Europarechtliche Vorgaben
Das Artenschutzrecht verfolgt das Ziel, die natürliche beziehungsweise historisch gewachsene Vielfalt der Tier- und Pflanzenarten für künftige Generationen zu bewahren. Für die Prüfung des besonderen Artenschutzes sind die europarechtlichen Vorgaben bedeutsam, insbesondere in Gestalt der FFH-Richtlinie sowie der Vogelschutzrichtlinie.
Neben dem Habitatschutzrecht wird auch das nationale Artenschutzrecht durch europarechtliche Vorschriften entscheidend geprägt. Neben der Europäischen Artenschutzverordnung, die vor allem einen Rechtsrahmen bezüglich des Handels mit bedrohten Tier- und Pflanzenarten vorgibt, ist insbesondere auf die Fauna-Flora-Habitat-Richtlinie (FFH-RL) sowie die Vogelschutzrichtlinie hinzuweisen. Die Inhalte der letztgenannten Richtlinien gelten nicht unmittelbar, sondern waren in nationales Recht umzusetzen. Sie stellen wichtige Rechtsquellen zur Auslegung der entsprechenden nationalen Arten-schutzregelungen dar. Die nationale Umsetzung der Richtlinieninhalte ist im Bereich des Artenschutzes im Bundesnaturschutzgesetz (§§ 44 bis 47) geschehen. Im Folgenden werden die Kerninhalte der beiden Sekundärrechtsakte (bezogen auf Zulassungsverfahren) vorgestellt.

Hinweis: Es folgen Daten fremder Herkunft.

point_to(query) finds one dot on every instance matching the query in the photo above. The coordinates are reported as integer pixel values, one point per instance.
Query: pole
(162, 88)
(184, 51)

Die FFH-Richtlinie enthält mehrere Vorschriften zum Artenschutz (Artikel 12 bis 16). Für Infrastrukturmaßnahmen vornehmlich bedeutsam sind dabei die sog. Zugriffsverbote. Zu nennen ist zunächst Artikel 12, welcher ein strenges Schutzsystem für die in Anhang IV der Richtlinie genannten Tierarten enthält. Verboten ist danach unter anderem die absichtliche Tötung der aufgelisteten Arten, die absichtliche Störung sowie jede Beschädigung oder Vernichtung der Fortpflanzungs- oder Ruhestätten. Entsprechende Verbote für durch Anhang IV geschützte Pflanzenarten finden sich in Artikel 13 der Richtlinie.
Artikel 16 sieht unter anderem für die vorgenannten Verbote eng umgrenzte Abweichungsmöglichkeiten vor. Eine Abweichung kann daher nur unter den folgenden Voraussetzungen gewährt werden: Es darf keine anderweitige Alternative vorhanden sein. Darüber hinaus müssen die Populationen der betroffenen Arten in ihrem natürlichen Verbreitungsgebiet trotz der Ausnahme ohne Beeinträchtigung in einem günstigen Erhaltungszustand bleiben. Schließlich muss ein zwingender Grund des überwiegenden öffentlichen Interesses vorliegen (beispielsweise Gesundheit des Menschen, öffentliche Sicherheit oder weitere Gründe).
Neben den vorgenannten Regelungen finden sich in der Vogelschutzrichtlinie ebenfalls artenschutzrechtliche Vorgaben. Zu nennen sind hier ebenfalls in erster Linie die in Artikel 5 verankerten Zugriffsverbote. Zu betonen ist, dass sich der Umfang der artenschutzrechtlichen Verbote, anders als im Rahmen der FFH-Richtlinie, auf sämtliche in Europa heimischen wildlebenden Vogelarten bezieht. Die Verbote selbst entsprechen weitgehend den im Rahmen der FFH-Richtlinie verankerten Verbotstatbeständen. So ist unter anderem das Töten beziehungsweise Fangen von Vogelarten, das Zerstören, Beschädigen oder Entfernen von Nestern beziehungsweise Eiern sowie das Stören insbesondere während der Brut- und Aufzuchtzeit grundsätzlich verboten.
Einzelfallbedingte Abweichungsmöglichkeiten sind in Artikel 9 niedergelegt.